第1話
コンコン
「ごめんくださ~い」
一人の少女が扉を叩いている。
コンコン
「う~ん、ここで合ってると思うんだけど。」
女性はあたりをキョロキョロと見渡し、ここが教えられた住所で合っているか若干不安になってきた。
そこは大きな町からだいぶ離れた、どこか懐かしさを感じさせるような商店街の近くにあるビルだった。
「は~い!今出ます」
小さく男の声が聞こえ、ガチャリと扉が勢いよく開いた。
「紹介状をお持ちですか?」
扉を開けるなり男は開口一番そういった。
「はい、カウンセラーの成田さんからここを紹介されまして、あ、これ紹介状です。」
そういうと、いそいそと肩にかけていたバックから紹介状を取り出して手渡した。
「あぁ!あなたが成田さんのご紹介の方でしたか。電話でお話を伺ていますよ。
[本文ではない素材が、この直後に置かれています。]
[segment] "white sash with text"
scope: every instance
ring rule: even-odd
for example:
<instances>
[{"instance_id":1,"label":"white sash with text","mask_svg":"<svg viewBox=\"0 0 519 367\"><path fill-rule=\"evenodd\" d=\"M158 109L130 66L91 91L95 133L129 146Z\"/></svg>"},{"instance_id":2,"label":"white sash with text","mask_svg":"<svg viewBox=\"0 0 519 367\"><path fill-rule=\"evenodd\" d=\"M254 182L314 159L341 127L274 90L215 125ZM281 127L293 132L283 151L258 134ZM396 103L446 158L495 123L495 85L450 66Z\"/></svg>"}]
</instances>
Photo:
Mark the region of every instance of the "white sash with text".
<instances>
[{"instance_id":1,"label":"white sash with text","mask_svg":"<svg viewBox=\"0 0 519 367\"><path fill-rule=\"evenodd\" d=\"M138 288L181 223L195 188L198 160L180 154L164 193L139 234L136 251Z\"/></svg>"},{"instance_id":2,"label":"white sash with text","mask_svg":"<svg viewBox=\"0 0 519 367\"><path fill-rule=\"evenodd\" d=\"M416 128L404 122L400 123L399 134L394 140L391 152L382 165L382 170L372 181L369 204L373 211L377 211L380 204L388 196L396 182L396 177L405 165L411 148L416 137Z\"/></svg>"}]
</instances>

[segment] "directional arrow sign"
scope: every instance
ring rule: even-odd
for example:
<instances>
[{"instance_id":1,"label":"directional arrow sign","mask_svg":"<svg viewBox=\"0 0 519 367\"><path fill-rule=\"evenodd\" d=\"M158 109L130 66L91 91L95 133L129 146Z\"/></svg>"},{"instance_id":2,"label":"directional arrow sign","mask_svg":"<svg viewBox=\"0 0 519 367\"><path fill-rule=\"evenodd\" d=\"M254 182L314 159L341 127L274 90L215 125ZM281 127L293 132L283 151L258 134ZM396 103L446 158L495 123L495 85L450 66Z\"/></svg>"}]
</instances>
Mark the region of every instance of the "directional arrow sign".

いらっしゃいませ。家族交換斡旋所へようこそ!外は寒いでしょう。どうぞ早く中にお入りください。」
にこやかに男がそう告げて中に入るように促す。
(本当に来てしまったけど大丈夫かな、なんか騙されてるかも。)
そういう思いもあったがここまで来てしまったし今更引き返すのもなぁと考え中に入る決意をした。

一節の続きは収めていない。